4. Your internal processes are a mess.
Do get your company’s operations in order, preferably long before considering a sale. Ensure financials are up-to-date and have been reviewed, proper revenue recognition rules are used, your shareholder agreements are in place, your collateral materials are up-to-date, your HR policies are in place, customer and employee agreements are standardized and all in place, etc. Ensure you are measuring important KPI’s that will show you are tracking your progress and illustrate your good management.
You should run your company as if it is already for sale. A bad first impression can be devastating. Potential buyers are put off by companies that are disorganized or appear poorly managed. They’ll walk away from the deal or will discount their offer because you’re not showing the attributes needed to attract a premium offer.
5. There are irregularities or issues you haven’t dealt with.
Trust us when we tell you that if you have any ghosts in your closet metaphorically speaking, deal with them now, not in the middle or end of a sale process. Do not wait until you are in due diligence with a potential buyer and hope to explain them away. Finding surprises late in the process is the leading cause of a buyers walking away and transactions falling apart. Such issues put fear into buyers who think: “If this was being hidden or not openly disclosed to me, what else is there?”

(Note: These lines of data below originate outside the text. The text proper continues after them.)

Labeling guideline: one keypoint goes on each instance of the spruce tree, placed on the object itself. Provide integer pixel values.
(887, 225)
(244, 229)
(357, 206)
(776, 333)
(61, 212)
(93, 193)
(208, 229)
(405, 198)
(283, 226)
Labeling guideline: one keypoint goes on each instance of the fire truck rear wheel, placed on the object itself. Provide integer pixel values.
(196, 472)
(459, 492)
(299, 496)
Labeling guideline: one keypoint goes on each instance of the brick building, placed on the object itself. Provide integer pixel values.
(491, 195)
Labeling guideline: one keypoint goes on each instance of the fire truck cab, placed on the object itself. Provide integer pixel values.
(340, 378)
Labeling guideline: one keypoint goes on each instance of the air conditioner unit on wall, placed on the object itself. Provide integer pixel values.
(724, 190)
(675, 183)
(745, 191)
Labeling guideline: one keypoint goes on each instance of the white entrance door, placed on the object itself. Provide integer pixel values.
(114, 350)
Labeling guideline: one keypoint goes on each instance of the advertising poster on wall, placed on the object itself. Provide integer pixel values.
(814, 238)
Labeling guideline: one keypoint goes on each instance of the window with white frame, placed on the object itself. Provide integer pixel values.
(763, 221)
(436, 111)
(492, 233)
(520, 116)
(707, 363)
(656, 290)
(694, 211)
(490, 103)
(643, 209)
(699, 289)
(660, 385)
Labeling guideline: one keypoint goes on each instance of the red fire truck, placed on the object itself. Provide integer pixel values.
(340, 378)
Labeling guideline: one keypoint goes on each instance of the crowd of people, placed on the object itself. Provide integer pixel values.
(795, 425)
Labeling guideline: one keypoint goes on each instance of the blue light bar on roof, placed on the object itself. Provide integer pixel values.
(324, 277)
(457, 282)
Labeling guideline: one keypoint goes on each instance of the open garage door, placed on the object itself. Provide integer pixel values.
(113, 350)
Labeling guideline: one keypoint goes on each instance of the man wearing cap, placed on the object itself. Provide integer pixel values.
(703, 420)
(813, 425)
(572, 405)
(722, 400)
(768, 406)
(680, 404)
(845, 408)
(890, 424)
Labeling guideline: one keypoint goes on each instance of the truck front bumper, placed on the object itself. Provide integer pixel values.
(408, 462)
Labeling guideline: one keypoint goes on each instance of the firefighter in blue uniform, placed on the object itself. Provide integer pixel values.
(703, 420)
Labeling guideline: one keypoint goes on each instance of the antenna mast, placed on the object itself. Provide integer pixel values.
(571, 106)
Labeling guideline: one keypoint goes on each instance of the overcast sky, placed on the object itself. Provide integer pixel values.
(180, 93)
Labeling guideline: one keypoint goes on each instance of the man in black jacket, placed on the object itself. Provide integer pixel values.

You may have none of these but search hard. Consider if your books are GAAP / IFRS compliant, if there any undocumented promises to employees or investors, outstanding (or potential) legal issues, if contracts with customers, suppliers or channel partners are fully up to date and have transferability to buyers. There are hundreds of things that can kill your sale so make sure you have thoroughly polished your company from to bottom and are absolutely sure that you will do well when put under the magnifying glass.
Well before you or your shareholders reach the point of being approached, or considering whether “this is the time to sell”, you should work with advisors who can help you ensure you’re positioning yourself for a successful sale. You may need specialists in accounting, tax, marketing or business development, or perhaps legal advice to prepare. When it comes to learning more about the current market, timing an exit and what your valuation may be get outside help to provide an independent assessment that you can use to help with your decision. These companies often can point you to additional resources that will help ensure you make the most of your big event.